Alternatively, what if you just want to install an app and forget about it? If an application is functioning, any change to its libraries or to the versions of those libraries will cause it to malfunction.
Also, what happens if you are unable to place packages in the global site-packages directory? You could do this, for example, if the host is shared.
Python virtual environments may currently be created with one of two tools:
Pip and setuptools are automatically installed in newly generated virtual environments in Python 3.4 and later when using venv, which is included by default in those versions of Python.
Although virtualenv must be installed separately, it supports Python 2.7 and Python 3.3, and pip, setuptools, and wheel are always included in newly generated virtual environments by default (regardless of Python version).
The fundamental way to use it is as follows:
py -m venv <DIR>
The usage of source under Unix shells ensures that the variables of the virtual environment are set within the current shell and not in a subprocess (which then disappears, having no useful effect).

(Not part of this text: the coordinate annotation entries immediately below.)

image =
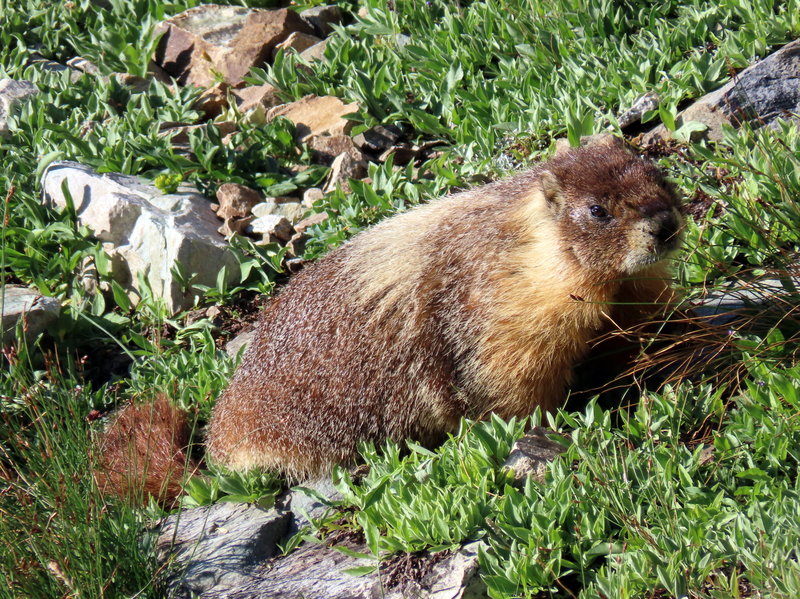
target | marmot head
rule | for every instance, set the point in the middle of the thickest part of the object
(615, 212)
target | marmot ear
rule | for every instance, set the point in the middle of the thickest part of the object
(551, 189)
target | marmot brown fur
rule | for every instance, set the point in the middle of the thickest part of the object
(474, 303)
(478, 302)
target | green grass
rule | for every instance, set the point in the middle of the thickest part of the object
(689, 491)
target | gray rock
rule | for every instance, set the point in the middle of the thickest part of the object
(214, 550)
(12, 92)
(230, 550)
(344, 168)
(36, 311)
(532, 453)
(241, 340)
(759, 95)
(321, 18)
(311, 195)
(315, 52)
(648, 101)
(145, 231)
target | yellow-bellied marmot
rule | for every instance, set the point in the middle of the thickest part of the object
(474, 303)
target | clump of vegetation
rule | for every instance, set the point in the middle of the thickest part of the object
(688, 492)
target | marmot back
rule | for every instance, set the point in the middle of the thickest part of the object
(478, 302)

Windows users should _not_ use the source command in either of the examples above, but should instead execute the activate script from the command shell as follows:
It may be hard to keep track of numerous virtual environments manually, therefore the dependency management lesson presents a higher level tool, Pipenv, that keeps track of a distinct virtual environment for each project and application you work on.
Installing from PyPI
Most people use pip to install packages from the Python Package Index by specifying a set of requirements before they run an install command. An optional version specifier follows the project name in a requirement specifier. PEP 440 includes a complete list of all presently supported specifiers. Here are a few real-world instances.
The most recent version of "SomeProject" may be installed by following these steps:
py -m pip install "SomeProject"
To install a specific version:
py -m pip install "SomeProject==1.4"
To install greater than or equal to one version and less than another:
py -m pip install "SomeProject>=1,<2"
Source Distributions vs Wheels
While pip may install from either Source Distributions (sdist) or Wheels, if both are available on PyPI, pip will opt for the more suitable Wheel. Use the –no-binary argument to disable pip's default behaviour.

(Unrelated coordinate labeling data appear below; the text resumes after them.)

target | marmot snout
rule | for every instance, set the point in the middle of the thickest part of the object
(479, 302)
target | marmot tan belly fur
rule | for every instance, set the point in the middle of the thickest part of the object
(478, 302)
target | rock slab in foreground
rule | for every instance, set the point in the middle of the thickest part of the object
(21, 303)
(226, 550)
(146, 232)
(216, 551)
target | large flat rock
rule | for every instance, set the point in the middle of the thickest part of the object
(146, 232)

It is possible to install a project with compiled extensions more quickly by using wheels instead of source distributions.
Instead of rebuilding the source distribution in the future, pip will locally construct a wheel and cache it for future installs if it cannot locate one to install.

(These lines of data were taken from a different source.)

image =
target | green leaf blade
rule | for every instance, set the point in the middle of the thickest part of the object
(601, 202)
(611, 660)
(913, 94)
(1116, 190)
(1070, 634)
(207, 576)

Upgrade an already installed SomeProject to the latest from PyPI.
py -m pip install --upgrade SomeProject
Installing to the User Site
The user option can be used to install packages only for the current user:
py -m pip install --user SomeProject
See the pip documentation' User Installs section for additional details.
Note that in a virtual environment, the —user option has no effect; all installation commands will have an impact on the virtual environment.
This will install any command-line scripts or console entry points specified by SomeProject in the user's binary directory, regardless of whether they are already in your shell's PATH. Installing scripts to locations other than the PATH environment variable causes a warning to be shown. If the scripts aren't available in your shell after installation, you'll have to add the directory to your PATH
Python -m site —user-base and bin may be used to locate the user base binary directory on Linux and macOS. For example, if you want to print /.local (with extended to the absolute path to your home directory), you'll have to add /.local/bin to your PATH environment variable. Changing /.profile will permanently alter your PATH.
If you're using Windows, do py -m site —user-site to locate the user base binary directory and then replace site-packages with Scripts. C:UsersUsernameAppDataRoamingPython36site-packages, for example, might return, and you'd have to change your PATH to include it.